- Born: 1983 (age 42–43) Ashqout, Keserwan-Jbeil Governorate, Lebanon
- Education: Cooper Union, University of California, San Diego
- Occupation: Visual artist

= Rayyane Tabet =

Lebanese visual artist

Rayyane Tabet (born 1983) is a Lebanese visual artist, known for his sculpture. He has lived and worked in both Beirut and San Francisco.

== Early life and education ==
Rayyane Tabet was born in 1983 in Ashqout, Lebanon. He has training as an artist and as an architect, and has a Bachelor of Architecture degree (2008) from Cooper Union, and a MFA degree (2012) from the University of California, San Diego.

== Career ==
Tabet is a visual artist, known for his sculpture. Much of Tabet's work is based on research and mostly about socio-political history, informed by architecture.

The Five Distant Memories series was work from 2006 until 2016, about the transformation of Tabet's early childhood memories in relationship to objects, and situations. His first solo exhibition in Italy was La Mano De Dios (2016) at the Marino Marini Museum, which included work from his Five Distant Memories series.

In 2019, the exhibition Rayyane Tabet / Alien Property opened at the Metropolitan Museum of Art and displayed the museum's orthostat reliefs and Tabet's graphite transfers, Orthostates, in tandem with his family heirlooms. The exhibition explores the task of locating and tracing provenance, particularly through reference to the Alien Property Act and the objects purchased at auction by the museum after they had been seized by the Office of Alien Property Custodian. It conveys the fragmentation and division as Tell Halaf sat at the center of political governance and conflict. It also addresses the role of an encyclopedic museum in conversation and collaboration with the past, and its voices.

Tabet was selected to participate in the 2022 Whitney Biennial titled "Quiet as It's Kept" curated by Adrienne Edwards and David Breslin.
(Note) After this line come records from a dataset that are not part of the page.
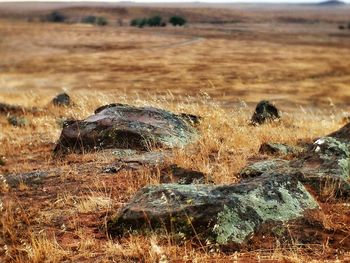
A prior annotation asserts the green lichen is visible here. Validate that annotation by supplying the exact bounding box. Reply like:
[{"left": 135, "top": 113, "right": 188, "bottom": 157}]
[
  {"left": 213, "top": 182, "right": 319, "bottom": 244},
  {"left": 315, "top": 137, "right": 350, "bottom": 179}
]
Tabet has been awarded the Emerging Artist Award of the Sharjah Biennial (2011); the Jury Prize of the Future Generation Art Prize (2012); and the Abraaj Group Art Prize (2013). His work can be found in public museum collections including at the Metropolitan Museum of Art.

== Exhibitions ==

- 2024	A Model, MUDAM, Luxembourg
- 2023	A Model: Prelude, MUDAM, Luxembourg City, Luxembourg
- 2023 Arabesque, Sfeir-Semler Downtown, Beirut, Lebanon
- 2023 The Return, Sfeir-Semler Karantina, Beirut, Lebanon
- 2022 Kunstenfestivaldesarts – 27th Edition, Various locations in Brussels, Belgium
- 2021 Rayyane Tabet: Arabesque, Sfeir-Semler Gallery, Hamburg, Germany
- 2020	A sun yellow with anger, Sfeir-Semler Gallery, Hamburg, Germany
- 2018 FRAGMENTS, Sfeir-Semler Karantina, Beirut, Lebanon
- 2015	ONLY GODS NEVER DIE, Sfeir-Semler Gallery, Hamburg, Germany
- 2013	The Shortest Distance Between Two Points, Sfeir-Semler Gallery, Beirut, Lebanon
- 2006	Moving Homes, Sfeir-Semler Gallery, Beirut, Lebanon

== Awards and residencies ==
- 2016	DAAD Artists in Residency Program, Berlin, Germany
- 2013	Abraaj Group Art Prize, Dubai, UAE
- 2012	Future Generation Art Prize Jury Award, Ukraine
- 2011	Sharjah Biennial 10 Artist Prize, Sharjah, UAE

== Publications ==
In 2018, Tabet published FRAGMENTS/BRUCHSTÜCKE, published by Kunstverein, Hamburg, DAAD Artists-in-Berlin Program & KAPH Books.